Five Whys
Three short chains covering need, market gap, and timing/execution.
1) Why build an AI CoPilot for retail traders?
- Why? Retail investors lack pro-grade decision support.→ Most Retail participants are self-directed and time-constrained due to their day jobs, and they need help turning data into disciplined actions.
- Why? Existing tools are either costly/complex or black-box alerts.→ High learning curves and opaque signals erode trust and adoption of any trading strategies.
- Why? Because multi-factor analysis is hard to do alone.→ Research Fundamentals, learn technical charts and price action, understand market sentiment, and decipher options flows. All live in silos, stitching them is non-trivial and requires experience.
- Why? Retail outcomes suffer from behavioral pitfalls.→ Overtrading, FOMO, and weak risk control measures drive avoidable losses.

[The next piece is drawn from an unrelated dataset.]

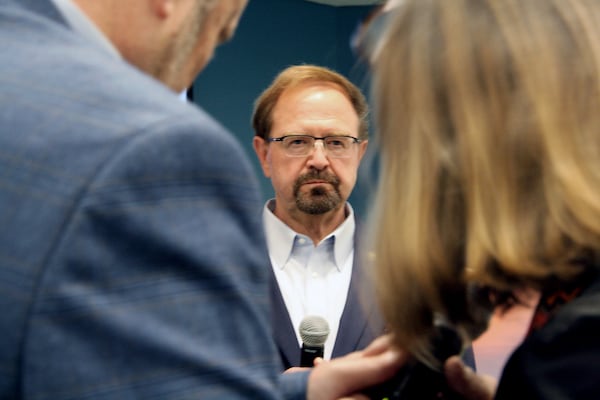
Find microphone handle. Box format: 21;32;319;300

- Why a CoPilot? It combines multi-factor AI + guardrails + explainability.→ Users stay in control, learn *why* trades happen, and execute with discipline.
2) Why hasn’t the market already solved this?
- Why? Most platforms optimize for either pros or passive investing.→ Active retail sits between: underserved on User Experience, education, and price.
- Why? Business models skew to high monthly fees or opaque signals.→ Prices exclude small accounts, opacity blocks trust, or the language used by systems requires time to learn.
- Why? Technical integration is a barrier.→ Real-time fundamentals, news NLP, and options flow require robust data pipelines.
- Why? UX rarely adapts to account size/experience.→ One-size-fits-all tools miss novice guardrails and advanced scale-up.
- Why is it now feasible? Broker APIs + mature AI lower the build/ops cost.→ Makes a transparent, affordable co-pilot viable for the mass market.
3) Why now (market timing) and why us (execution)?
- Why now? The retail base is large and active.→ >100M North America retail investors, and many of them trade tens of millions of stocks and options.
- Why now? AI and cloud are ready.→ Practical Natural Language Processing using LLMs + event models + low-latency infra enables multi-factor “always-on” assistance.
- Why now? Broker APIs = seamless execution.→ Aggregation or Direct Integration with brokerage systems is finally doable without becoming a broker.
- Why us? Persona-aware UX + built-in discipline.→ Small-account guardrails, high-capacity mode for advanced users, and a weekly plan, stops, and loss-pause discipline
- Why us? Transparent, affordable, defensible.→ Plain-English rationales, mass-market pricing, and a data flywheel (FQS/TMS/DVES/SMAS) that compounds.